Throughout the document, the original risk analysis relied heavily on the "zero retention" technical claim to justify MEDIUM risk ratings. For example:

"Orcha's zero data retention policy ensures that data sent to sub-processors is transient; there is no persistent data store at the AI provider to produce in response to a 702 order."

This was the primary justification for mitigating FISA 702, EO 12333, and CLOUD Act risks. Since the zero-retention protection is contractual only (not technically enforced), the mitigation language has been softened accordingly.

Action: Rephrased FISA 702, EO 12333, and CLOUD Act mitigation language to attribute protection to contractual commitments rather than technical enforcement. The overall MEDIUM risk rating is retained but the justification is more accurate.

13. CORRECTED: Change history and version

Original: Version 2.0, April 2026. No change history table. Action: Set to Version 3.0, 12.04.2026. Added change history table documenting v1.0, v2.0, and v3.0 changes.


Confidence Assessment

Finding Confidence Basis
OpenAI not integrated High Exhaustive grep; matches O3 review
Microsoft is a US sub-processor High Direct API URLs to graph.microsoft.com, login.microsoftonline.com
Slack is a US sub-processor High Direct calls to slack.com/api
DynamoDB not used High Zero matches
CloudFront not used High Zero matches in infra/
TLS 1.3 not explicitly configured High No TLS version config in code
No PII masking before AI calls High Matches O3 and O1 findings; extraction prompt requests IBANs
No API-level zero-retention Medium No retention headers found; contractual terms not verifiable from code
Gemini uses global endpoint High Direct URL in llm.clj
Document AI uses EU region High Config value location=eu
Vertex AI uses europe-west1 High Config value
AWS encryption uses mix of managed/customer keys High CDK configuration directly inspected
DPF certifications of Google/Microsoft/Amazon Medium Public facts; verifiable at DPF list but not from code
ยง203 StGB contractual coverage Unknown Legal content not verifiable from code
Specific SCCs and UK Addendum versions Unknown Contractual documents not in codebase

Retractions

None. All claims in this review are supported by code evidence or cross-referenced with prior reviews.

Critical

  1. Remove OpenAI from operational planning unless actual integration begins -- A proactive TIA for a non-integrated provider creates maintenance burden and risk of stale commitments. If OpenAI is genuinely planned, the TIA should be produced at the point of activation as part of the O3 approval procedure.
  2. Add Microsoft DPA coverage -- Ensure DPAs are in place with Microsoft covering Graph API, Entra ID, and Bot Framework usage. This has been flagged in the O3 review as well.
  3. Add Slack DPA coverage -- Ensure a DPA with Salesforce (parent of Slack) covers Slack API usage.
  4. Implement technical enforcement of zero-retention -- Set Anthropic anthropic-beta zero-retention header. Verify Google's default API retention and configure explicit no-retention where available.

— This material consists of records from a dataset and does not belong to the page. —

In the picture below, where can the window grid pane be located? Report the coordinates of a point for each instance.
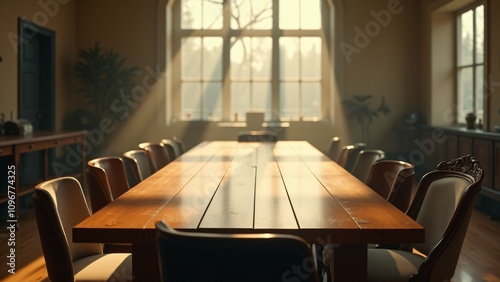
(251, 78)
(470, 70)
(466, 38)
(251, 14)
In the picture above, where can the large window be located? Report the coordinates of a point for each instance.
(237, 56)
(470, 63)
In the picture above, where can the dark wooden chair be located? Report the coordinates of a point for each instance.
(189, 256)
(443, 204)
(59, 205)
(364, 161)
(393, 180)
(138, 166)
(158, 154)
(334, 149)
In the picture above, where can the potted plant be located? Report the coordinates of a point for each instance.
(361, 108)
(103, 78)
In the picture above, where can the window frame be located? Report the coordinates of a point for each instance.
(459, 115)
(227, 33)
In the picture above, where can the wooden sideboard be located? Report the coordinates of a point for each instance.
(14, 146)
(426, 146)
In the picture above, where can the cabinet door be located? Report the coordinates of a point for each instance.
(483, 152)
(496, 166)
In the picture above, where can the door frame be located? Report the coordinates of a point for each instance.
(46, 38)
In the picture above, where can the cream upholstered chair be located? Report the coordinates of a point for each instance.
(138, 165)
(333, 151)
(364, 161)
(232, 257)
(157, 153)
(59, 205)
(180, 144)
(393, 180)
(348, 154)
(173, 147)
(107, 181)
(443, 204)
(109, 172)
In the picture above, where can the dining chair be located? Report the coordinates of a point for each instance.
(59, 205)
(364, 162)
(443, 205)
(137, 164)
(348, 154)
(391, 179)
(158, 154)
(385, 175)
(232, 257)
(180, 143)
(109, 173)
(257, 136)
(172, 147)
(333, 151)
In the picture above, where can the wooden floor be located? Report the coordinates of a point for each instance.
(479, 261)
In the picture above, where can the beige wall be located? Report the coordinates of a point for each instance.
(58, 16)
(393, 62)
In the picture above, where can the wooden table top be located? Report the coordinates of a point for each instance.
(229, 187)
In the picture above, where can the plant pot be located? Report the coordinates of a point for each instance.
(470, 118)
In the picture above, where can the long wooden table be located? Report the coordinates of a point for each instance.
(229, 187)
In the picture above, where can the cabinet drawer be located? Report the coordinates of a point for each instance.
(6, 151)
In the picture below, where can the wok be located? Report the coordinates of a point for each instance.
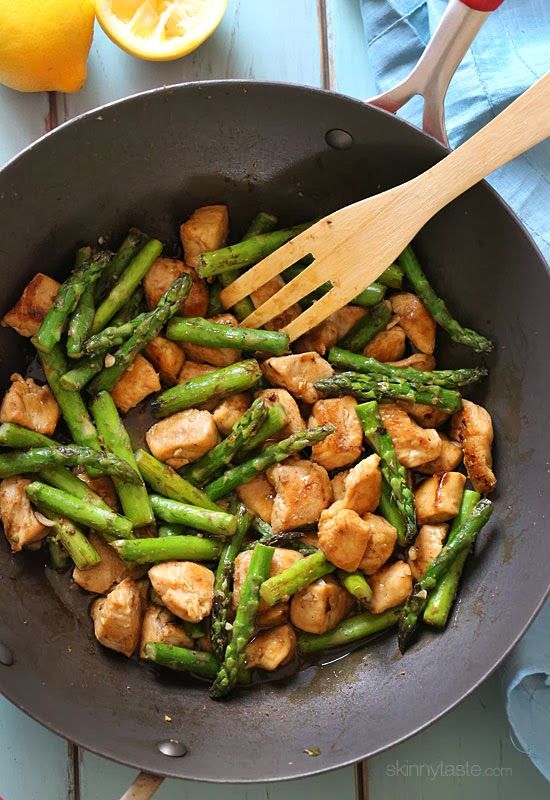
(149, 161)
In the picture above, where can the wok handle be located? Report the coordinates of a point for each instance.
(430, 78)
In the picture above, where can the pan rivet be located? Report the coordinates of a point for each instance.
(338, 139)
(173, 748)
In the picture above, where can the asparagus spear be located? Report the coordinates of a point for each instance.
(378, 387)
(217, 523)
(127, 283)
(437, 307)
(396, 476)
(462, 540)
(348, 631)
(199, 472)
(58, 502)
(166, 481)
(222, 586)
(169, 548)
(133, 496)
(149, 327)
(181, 659)
(366, 329)
(446, 378)
(271, 455)
(300, 574)
(243, 254)
(441, 599)
(67, 298)
(213, 386)
(243, 625)
(214, 334)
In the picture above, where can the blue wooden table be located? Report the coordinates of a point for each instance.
(468, 754)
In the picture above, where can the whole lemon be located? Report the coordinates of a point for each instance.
(44, 44)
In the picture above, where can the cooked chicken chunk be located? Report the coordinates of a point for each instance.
(117, 617)
(362, 486)
(388, 345)
(183, 437)
(271, 649)
(473, 428)
(20, 524)
(229, 411)
(416, 321)
(27, 314)
(426, 547)
(135, 384)
(162, 275)
(438, 498)
(258, 495)
(217, 356)
(344, 446)
(413, 445)
(206, 229)
(298, 373)
(383, 537)
(166, 357)
(390, 586)
(185, 588)
(302, 489)
(159, 625)
(320, 606)
(110, 570)
(343, 536)
(30, 405)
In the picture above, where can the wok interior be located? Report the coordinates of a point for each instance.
(149, 162)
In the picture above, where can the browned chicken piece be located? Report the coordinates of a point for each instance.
(343, 536)
(135, 384)
(28, 404)
(426, 547)
(166, 357)
(438, 498)
(388, 345)
(216, 356)
(413, 445)
(362, 486)
(206, 229)
(390, 586)
(183, 437)
(416, 321)
(162, 275)
(344, 446)
(271, 649)
(229, 411)
(447, 461)
(473, 428)
(383, 537)
(258, 495)
(320, 606)
(303, 490)
(117, 617)
(295, 423)
(159, 625)
(27, 314)
(20, 524)
(185, 588)
(298, 373)
(110, 570)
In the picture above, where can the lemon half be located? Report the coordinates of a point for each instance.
(159, 30)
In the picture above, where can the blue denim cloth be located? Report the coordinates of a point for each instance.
(510, 52)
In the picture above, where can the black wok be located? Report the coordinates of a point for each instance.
(149, 161)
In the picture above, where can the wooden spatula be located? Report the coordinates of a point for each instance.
(353, 246)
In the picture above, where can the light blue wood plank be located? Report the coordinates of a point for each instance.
(34, 763)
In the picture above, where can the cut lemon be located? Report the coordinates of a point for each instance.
(159, 30)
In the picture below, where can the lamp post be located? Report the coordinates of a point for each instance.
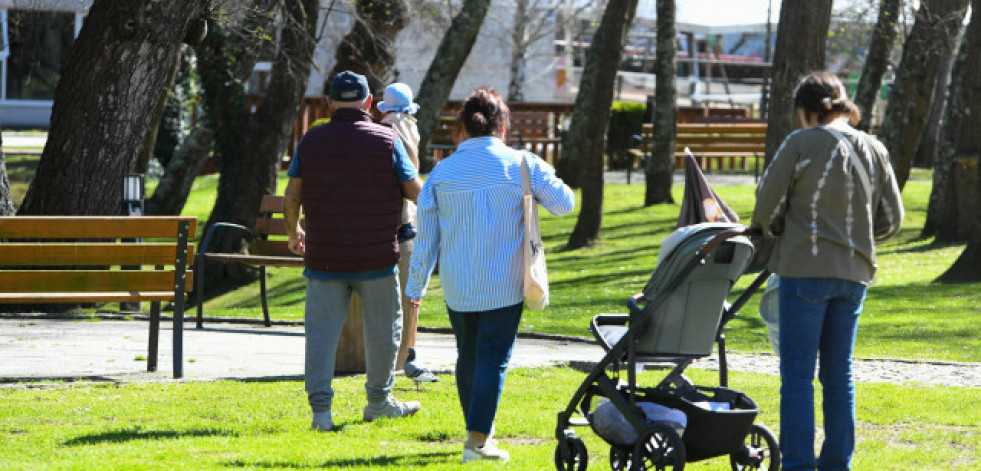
(132, 206)
(133, 194)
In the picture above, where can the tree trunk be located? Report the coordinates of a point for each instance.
(369, 49)
(182, 168)
(877, 60)
(519, 48)
(453, 51)
(931, 41)
(249, 166)
(591, 114)
(926, 151)
(801, 42)
(959, 137)
(660, 168)
(118, 68)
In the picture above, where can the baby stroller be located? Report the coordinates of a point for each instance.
(677, 319)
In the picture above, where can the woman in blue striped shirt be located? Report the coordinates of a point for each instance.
(470, 217)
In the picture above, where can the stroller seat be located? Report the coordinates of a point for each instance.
(683, 311)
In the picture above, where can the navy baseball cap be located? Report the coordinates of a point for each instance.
(348, 86)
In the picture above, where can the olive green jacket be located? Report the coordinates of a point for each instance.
(812, 199)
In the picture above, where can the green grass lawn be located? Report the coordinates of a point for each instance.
(906, 314)
(264, 424)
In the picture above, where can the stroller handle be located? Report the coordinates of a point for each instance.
(725, 235)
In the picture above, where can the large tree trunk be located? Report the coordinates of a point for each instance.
(660, 168)
(877, 60)
(369, 49)
(453, 51)
(801, 43)
(182, 168)
(519, 49)
(931, 41)
(959, 138)
(591, 114)
(119, 67)
(926, 151)
(249, 166)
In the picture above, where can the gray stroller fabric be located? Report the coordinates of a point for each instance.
(686, 322)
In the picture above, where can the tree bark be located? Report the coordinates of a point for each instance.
(660, 168)
(926, 151)
(118, 68)
(877, 60)
(931, 41)
(251, 146)
(453, 51)
(369, 49)
(591, 114)
(182, 168)
(800, 49)
(959, 137)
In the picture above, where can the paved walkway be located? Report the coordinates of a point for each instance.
(41, 349)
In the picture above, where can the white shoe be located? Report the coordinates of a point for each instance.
(488, 452)
(322, 422)
(390, 408)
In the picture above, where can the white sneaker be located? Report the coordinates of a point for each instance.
(488, 452)
(419, 375)
(390, 408)
(322, 422)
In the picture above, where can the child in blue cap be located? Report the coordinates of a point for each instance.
(398, 110)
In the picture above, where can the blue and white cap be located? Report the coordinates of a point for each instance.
(398, 98)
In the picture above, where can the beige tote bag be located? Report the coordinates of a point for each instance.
(535, 273)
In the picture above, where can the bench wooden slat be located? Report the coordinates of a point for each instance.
(257, 260)
(279, 248)
(92, 227)
(54, 281)
(89, 254)
(270, 226)
(105, 296)
(271, 204)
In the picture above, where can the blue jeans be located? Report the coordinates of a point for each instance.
(324, 316)
(818, 315)
(484, 341)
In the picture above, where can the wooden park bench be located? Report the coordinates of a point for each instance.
(719, 145)
(263, 252)
(88, 259)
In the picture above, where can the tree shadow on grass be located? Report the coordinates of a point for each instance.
(139, 433)
(388, 461)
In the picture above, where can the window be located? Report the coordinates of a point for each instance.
(35, 48)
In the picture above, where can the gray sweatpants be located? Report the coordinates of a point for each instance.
(326, 310)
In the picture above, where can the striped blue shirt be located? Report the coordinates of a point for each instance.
(470, 217)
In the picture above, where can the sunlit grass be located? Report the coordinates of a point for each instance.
(264, 424)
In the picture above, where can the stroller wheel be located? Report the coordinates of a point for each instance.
(659, 448)
(577, 459)
(761, 451)
(620, 458)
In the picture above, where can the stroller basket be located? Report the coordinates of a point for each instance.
(710, 433)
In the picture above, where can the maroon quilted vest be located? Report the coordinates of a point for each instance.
(352, 199)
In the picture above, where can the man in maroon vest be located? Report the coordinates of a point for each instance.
(349, 176)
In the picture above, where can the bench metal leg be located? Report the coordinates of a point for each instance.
(199, 280)
(151, 361)
(180, 279)
(262, 290)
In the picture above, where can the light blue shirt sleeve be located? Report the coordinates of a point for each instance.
(426, 249)
(404, 169)
(294, 170)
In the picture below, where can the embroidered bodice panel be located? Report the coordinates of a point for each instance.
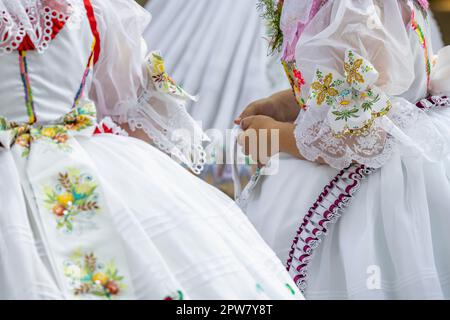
(54, 76)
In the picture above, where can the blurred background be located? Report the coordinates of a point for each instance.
(441, 9)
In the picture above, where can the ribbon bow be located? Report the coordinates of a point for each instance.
(353, 99)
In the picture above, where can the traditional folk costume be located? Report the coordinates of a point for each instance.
(373, 223)
(87, 212)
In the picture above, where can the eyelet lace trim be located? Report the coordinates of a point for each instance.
(327, 209)
(165, 120)
(433, 102)
(32, 19)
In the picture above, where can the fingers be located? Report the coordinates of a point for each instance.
(247, 122)
(253, 109)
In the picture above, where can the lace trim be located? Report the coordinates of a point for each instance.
(327, 209)
(108, 126)
(32, 24)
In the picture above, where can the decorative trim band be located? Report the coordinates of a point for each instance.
(326, 210)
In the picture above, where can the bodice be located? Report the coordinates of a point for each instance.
(47, 82)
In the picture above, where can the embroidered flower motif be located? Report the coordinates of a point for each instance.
(296, 80)
(324, 88)
(354, 103)
(56, 135)
(88, 277)
(73, 201)
(352, 71)
(162, 81)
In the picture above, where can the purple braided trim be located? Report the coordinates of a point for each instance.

This converts the zero-retention guarantee from contract-only to technically enforced.
  5. Implement PII masking before AI API calls -- Currently the document's supplementary measures cannot include data minimization of PII fields because none is implemented. Either build the masking, or the document should not claim it.

High Priority

  1. Migrate Gemini to Vertex AI regional endpoint -- Using Vertex AI Gemini endpoints in europe-west1 instead of the global generativelanguage.googleapis.com would significantly reduce data residency risk and simplify the TIA.
  2. Verify DPF certification status annually -- Google, Microsoft, and Amazon DPF certifications should be verified against dataprivacyframework.gov at each TIA review.
  3. Document formal escalation path for government requests -- The escalation procedure names roles (DPO, Technical Lead, Managing Director) but should map to specific individuals and contact details.

Medium Priority

  1. Pin TLS version explicitly -- Configure ALB TLS security policy explicitly and set minimum TLS 1.2 (or 1.3) in outbound HTTP client configuration, so the "TLS encryption" claim is auditable at a specific version.
  2. Extend TIA scope to cover Maesn -- Maesn (DATEV integration) is an EU sub-processor so does not require US transfer analysis. If other third-country sub-processors are added in the future, extend this TIA to cover them.